New blog is up. I think I might just transition to that one full-time right away. We’ll see. But if you’d like to check it out (puhlllllease) it’s here. It’s called There’s Cheese in my Shoe (true story).

 

Floyd turned 6 months this week — Monday to be exact. I can’t believe it. She’s getting so big so quick. We go to the doctor on Wednesday and I’m excited to see how much she weighs. It seems like she’ll go weeks at the same weight and then all of a sudden one day she’s outgrown everything and just looks huge. I’m guessing it’s a lot more gradual than that but it’s hard for me to see the changes; it really feels like she balloons over night.

She is now rolling pretty well from stomach to back and back to stomach. She’s even using it to get things and to get to places. Gone are the days of running into the other room to get something. The other night I found her under the coffee¬† table. File that under my submission for parent of the year.

At this point Blue and I are thinking she’s on par, and maybe even advanced in some things, for her age. But the therapy continues…barely. Because of the work thing, we’re changing the day and rolling back to every other week. I didn’t want the therapist to go to the sitter’s because I want to be involved if it continues, or have Blue involved. If Floyd was really behind, I’d swallow my feelings and do what’s right but it seems she’s really on target. The therapist didn’t want to release her because she wasn’t extending up on her elbows from¬† her stomach, but now that she’s rolling, she is doing that.

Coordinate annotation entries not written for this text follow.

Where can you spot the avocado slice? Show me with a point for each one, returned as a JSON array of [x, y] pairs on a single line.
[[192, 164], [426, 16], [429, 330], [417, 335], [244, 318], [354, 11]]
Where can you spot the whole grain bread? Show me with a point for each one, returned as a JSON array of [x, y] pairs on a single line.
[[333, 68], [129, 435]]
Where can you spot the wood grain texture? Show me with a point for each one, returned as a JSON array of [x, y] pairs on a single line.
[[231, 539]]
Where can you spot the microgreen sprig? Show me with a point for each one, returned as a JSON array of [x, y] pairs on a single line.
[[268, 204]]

Sometimes therapy is hard because Floyd definitely doesn’t like people in her face and tends not to perform well in the therapist’s presence. For now, we’ll continue, since I’m afraid of ending it and then having a problem down the line. But according to a development sheet they gave me in the beginning, she’s just like every other 6 month old; perhaps a bit slow on the rolling thing but overall just fine. She’s not a huge fan of sitting but we’re working on it and she seems to be warming up to the idea.

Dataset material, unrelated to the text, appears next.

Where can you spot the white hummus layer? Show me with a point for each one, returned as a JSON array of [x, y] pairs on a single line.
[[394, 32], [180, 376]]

In other Floyd happenings, she’s eaten bananas and sweet potatoes, which is an adventure. So far she’s doing awesome. I’m also making my own baby food. I got the baby bullet and it’s super easy. It was a surprise gift at my shower (actually I got two and I didn’t even register for it) so I haven’t done any cost comparison with a normal food processor. Bananas are a cinch because you don’t even have to cook them, just slice and blend, but the sweet potatoes aren’t bad either. I microwaved them to get them soft (does that counteract the health benefits?).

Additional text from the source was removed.